她执着醒酒器,半蹲下来看脚边陆明漪憋红的眼睛,对女人晃了晃瓶中红酒:
“姐姐酒量这么好,你说,你能一次喝下三瓶酒吗?”
陆明漪垂落在地的黑色长尾颤了颤,向来要强不肯服输的女人,第一次表示能力不足,语气艰涩:
“宝宝,不行……太多了……”
一瓶酒就是750ml,已经超过陆明漪初次承受的极限,而三瓶酒是恐怖的2250ml。
谢晚菱笑了下,薅起她猫尾拽了拽:“那姐姐之前还说能喝三瓶酒?骗我的?”
陆明漪气息不稳,撑在地上的手掌忍到筋骨嶙峋,却心甘情愿闭上眼睛,给心上人出更恶劣的主意:
“可以分成几次……宝宝。”
谢晚菱心头一跳,像夏天的橘子汽水,咕噜噜冒出泡来,勾起陆明漪的颈圈,逼她抬头与自己接吻:
“姐姐再这样惯着我,我会忍不住弄坏你的。”
陆明漪勾唇看着她:“宝宝舍得吗?”
她咬了口陆明漪挺拔的鼻尖,语气调皮道:“那姐姐就用你的身体,好好感受一下,我到底舍不舍得吧?”
“咕咚、咕咚”
醒发过的红酒被她耐心地重新倒回红酒瓶里,瓶口狭窄修长的酒瓶,适合倒悬时缓缓流淌的速度。
窗外雨声滴答,把别墅窗户都惹成雾蒙蒙的昏暗,整栋别墅静谧又温暖。
她拽着大黑猫重新回屋,一路上,倒过来的红酒瓶在眼底轻晃,时不时发出酒液流动的闷响,和着屋外落雨声,别有风味。
红酒倒入一半,谢晚菱取走瓶子,在短暂溢出的酒香味中,用黑猫尾巴结结实实地把酒液封存住。
陆明漪跪在毯子上,额间全是淋漓汗意,仰头看她:“宝宝,亲我。”
她注视着脚边女人,看着陆明漪在她面前放下所有高傲,忍不住俯身吻去:“姐姐好可爱……”
她肆无忌惮抚摸这只独属于她的黑猫,只有她能看、能摸、能触碰的黑猫。
高傲危险的顶级掠食者,为她收起利爪、按捺体内毁天灭地的力量,乖顺匍匐在她脚边,这种反差对她有致命吸引。
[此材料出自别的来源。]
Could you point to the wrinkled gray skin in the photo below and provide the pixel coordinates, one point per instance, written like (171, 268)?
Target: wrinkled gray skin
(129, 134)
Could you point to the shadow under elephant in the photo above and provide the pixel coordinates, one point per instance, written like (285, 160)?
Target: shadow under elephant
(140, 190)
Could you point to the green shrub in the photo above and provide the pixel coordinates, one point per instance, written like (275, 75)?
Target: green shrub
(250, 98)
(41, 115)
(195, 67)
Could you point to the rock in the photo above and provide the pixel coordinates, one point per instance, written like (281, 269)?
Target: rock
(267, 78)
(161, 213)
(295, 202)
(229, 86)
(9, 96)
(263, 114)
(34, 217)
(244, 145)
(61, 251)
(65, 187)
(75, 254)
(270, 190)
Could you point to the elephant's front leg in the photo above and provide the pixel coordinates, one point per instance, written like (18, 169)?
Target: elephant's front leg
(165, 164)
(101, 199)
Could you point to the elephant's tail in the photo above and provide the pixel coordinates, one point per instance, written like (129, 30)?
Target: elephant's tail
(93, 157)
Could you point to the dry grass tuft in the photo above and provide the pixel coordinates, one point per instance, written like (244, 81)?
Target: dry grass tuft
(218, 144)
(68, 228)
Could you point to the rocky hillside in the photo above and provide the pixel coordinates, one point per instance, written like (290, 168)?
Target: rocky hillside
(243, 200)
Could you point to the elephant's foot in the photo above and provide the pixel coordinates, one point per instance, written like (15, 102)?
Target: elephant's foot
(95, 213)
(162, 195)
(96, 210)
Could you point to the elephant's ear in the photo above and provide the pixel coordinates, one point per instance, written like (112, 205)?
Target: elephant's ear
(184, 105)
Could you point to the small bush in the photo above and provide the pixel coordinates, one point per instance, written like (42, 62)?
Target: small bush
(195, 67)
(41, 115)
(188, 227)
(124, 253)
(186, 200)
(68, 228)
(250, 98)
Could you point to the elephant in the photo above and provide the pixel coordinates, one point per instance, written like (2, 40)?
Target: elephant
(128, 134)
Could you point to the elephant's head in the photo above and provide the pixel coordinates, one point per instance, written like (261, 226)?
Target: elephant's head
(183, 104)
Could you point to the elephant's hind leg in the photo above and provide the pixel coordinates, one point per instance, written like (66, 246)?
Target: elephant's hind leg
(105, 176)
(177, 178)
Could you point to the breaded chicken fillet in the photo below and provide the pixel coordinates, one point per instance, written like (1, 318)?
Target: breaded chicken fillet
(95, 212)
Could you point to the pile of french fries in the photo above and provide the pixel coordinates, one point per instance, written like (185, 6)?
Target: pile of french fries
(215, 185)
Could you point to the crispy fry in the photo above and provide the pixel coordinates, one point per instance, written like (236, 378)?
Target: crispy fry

陆明漪体温在她掌心下升高,结实肌肉一寸寸紧绷,发出渴求声:“宝宝……”
“不准,姐姐。”她探出湿漉漉指尖,勾起女人身侧金链,它与尾巴连在一起,挂在黑色裙侧:“现在不可以哦。”
陆明漪眼底沉火几乎能将人灼穿在原地,忍得五指抓住毛毯,嗓子里像揉进沙砾:“宝宝,给姐姐吧……”
她把满是女人气息的指尖,抵入陆明漪唇齿:
“真拿姐姐没办法,好贪吃啊,先让你尝点味道解解渴,嗯?”
陆明漪闭着眼睛,将她指尖一寸寸清理干净,却难以餍足:
“要宝宝的味道……”
她抚着女人眼尾,眼底泛起狡黠,凑近道:“让姐姐尝到我味道的话,等会儿姐姐给我表演个节目好不好?”
“宝宝想看什么?”
“红酒喷泉。”
陆明漪蓦然睁眼,黑眸隐忍炽热,喉咙滚动,仍对她百依百顺:“好——宝宝喂饱姐姐,想让姐姐表演几次都行。”
窗外烟雨雾气与她心跳交织,驯服黑猫的主人,终归要以身饲宠,把自己当作危险宠物听话的奖励。
屋外雨丝在冬日密集落下,簌簌刮过窗上白茫茫雾气。
花园里一盏盏小夜灯不知何时亮起,在窗户上晕成一团团橘色,像梵高画作里的星空。
谢晚菱掀开浴袍,坐在床沿边,高傲的猫却连进食都不肯伸长脖子主动,非要她主动哄着,直到在床边悬出一半。